Toutes les fois que Berthe donnait à boire à son mari, elle retirait de ses cheveux une grande épingle noire, la plongeait dans la bouteille de verre bleu et en détachait ainsi quelques grains blanchâtres qu’elle faisait dissoudre dans les potions ordonnées par le médecin.

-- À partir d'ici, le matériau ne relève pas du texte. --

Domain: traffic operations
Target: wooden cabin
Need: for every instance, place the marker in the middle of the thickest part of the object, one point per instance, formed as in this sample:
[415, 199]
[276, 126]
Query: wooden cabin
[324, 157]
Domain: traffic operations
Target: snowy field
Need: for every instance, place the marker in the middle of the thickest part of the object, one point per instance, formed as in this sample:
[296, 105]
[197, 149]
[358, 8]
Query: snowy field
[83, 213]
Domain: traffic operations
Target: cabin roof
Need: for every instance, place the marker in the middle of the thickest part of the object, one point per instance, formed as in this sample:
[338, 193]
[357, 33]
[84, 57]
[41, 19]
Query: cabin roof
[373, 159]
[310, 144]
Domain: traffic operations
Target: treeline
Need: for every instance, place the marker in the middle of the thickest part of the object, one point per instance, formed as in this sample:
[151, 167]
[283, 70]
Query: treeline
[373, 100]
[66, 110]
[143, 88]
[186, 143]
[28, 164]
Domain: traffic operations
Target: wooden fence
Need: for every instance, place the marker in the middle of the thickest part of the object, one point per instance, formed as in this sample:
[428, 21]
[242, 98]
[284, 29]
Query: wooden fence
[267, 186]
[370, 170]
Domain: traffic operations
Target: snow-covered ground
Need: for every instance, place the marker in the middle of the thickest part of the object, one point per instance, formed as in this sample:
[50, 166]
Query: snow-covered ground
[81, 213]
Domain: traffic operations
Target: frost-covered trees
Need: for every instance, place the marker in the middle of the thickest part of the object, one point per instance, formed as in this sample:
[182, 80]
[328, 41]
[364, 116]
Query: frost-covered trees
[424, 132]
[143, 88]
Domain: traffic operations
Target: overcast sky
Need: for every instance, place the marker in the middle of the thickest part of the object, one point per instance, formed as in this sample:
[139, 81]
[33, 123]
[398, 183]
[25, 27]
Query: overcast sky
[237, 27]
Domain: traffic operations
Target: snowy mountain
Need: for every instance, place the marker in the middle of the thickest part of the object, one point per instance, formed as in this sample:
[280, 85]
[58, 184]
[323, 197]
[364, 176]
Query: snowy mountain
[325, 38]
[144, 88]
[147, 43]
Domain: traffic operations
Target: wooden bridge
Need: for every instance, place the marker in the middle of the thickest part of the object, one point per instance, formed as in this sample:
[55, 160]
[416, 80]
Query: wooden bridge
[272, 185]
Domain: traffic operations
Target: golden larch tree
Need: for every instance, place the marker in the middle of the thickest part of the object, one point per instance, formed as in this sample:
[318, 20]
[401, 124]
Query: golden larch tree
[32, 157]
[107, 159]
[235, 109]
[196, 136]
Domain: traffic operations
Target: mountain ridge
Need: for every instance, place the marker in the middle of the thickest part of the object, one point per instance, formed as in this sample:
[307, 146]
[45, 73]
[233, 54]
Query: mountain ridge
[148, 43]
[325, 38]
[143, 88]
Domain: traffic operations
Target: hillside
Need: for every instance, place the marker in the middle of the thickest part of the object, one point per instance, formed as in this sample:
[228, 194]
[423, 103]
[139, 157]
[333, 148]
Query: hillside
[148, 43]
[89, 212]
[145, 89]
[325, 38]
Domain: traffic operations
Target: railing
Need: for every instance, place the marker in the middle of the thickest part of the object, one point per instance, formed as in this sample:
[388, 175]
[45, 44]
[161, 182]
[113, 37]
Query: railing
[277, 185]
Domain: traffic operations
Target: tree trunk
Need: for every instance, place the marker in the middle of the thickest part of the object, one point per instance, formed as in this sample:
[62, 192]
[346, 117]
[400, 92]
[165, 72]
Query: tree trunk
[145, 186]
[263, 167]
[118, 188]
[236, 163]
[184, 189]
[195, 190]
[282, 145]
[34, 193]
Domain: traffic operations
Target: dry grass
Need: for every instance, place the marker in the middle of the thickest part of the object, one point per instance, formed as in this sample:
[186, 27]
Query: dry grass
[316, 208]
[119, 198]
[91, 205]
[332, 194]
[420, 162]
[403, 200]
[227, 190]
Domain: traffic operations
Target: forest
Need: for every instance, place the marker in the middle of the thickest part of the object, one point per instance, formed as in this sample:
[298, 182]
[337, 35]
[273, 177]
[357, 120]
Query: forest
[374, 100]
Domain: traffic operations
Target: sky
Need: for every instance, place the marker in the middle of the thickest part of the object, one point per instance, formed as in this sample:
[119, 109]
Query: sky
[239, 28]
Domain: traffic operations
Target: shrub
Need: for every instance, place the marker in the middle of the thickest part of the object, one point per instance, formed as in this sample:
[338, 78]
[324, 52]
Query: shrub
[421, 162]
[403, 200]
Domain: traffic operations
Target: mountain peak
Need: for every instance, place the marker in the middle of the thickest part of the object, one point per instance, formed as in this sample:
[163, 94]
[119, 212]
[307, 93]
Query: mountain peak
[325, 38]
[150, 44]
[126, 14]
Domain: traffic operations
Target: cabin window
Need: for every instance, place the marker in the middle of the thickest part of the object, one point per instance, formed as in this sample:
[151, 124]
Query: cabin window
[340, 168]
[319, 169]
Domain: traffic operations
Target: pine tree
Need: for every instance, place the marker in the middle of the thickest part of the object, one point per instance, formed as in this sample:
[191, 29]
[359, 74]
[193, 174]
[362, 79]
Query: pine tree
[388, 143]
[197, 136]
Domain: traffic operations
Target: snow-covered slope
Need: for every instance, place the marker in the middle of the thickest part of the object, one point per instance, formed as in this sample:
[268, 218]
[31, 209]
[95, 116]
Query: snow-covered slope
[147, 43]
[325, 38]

On devrait supposer que, dominé par des circonstances atroces, harcelé de terreurs croissantes, le comte de Trémorel avait renoncé complètement à la fille de M. Courtois. On se tromperait. Autant et plus que jamais, il songeait à Laurence. Les menaces de Berthe, les obstacles devenus infranchissables, les angoisses, le crime ne faisaient qu’augmenter les violences, non de son amour, mais de sa passion pour elle, et attisaient la flamme de ses convoitises pour sa personne.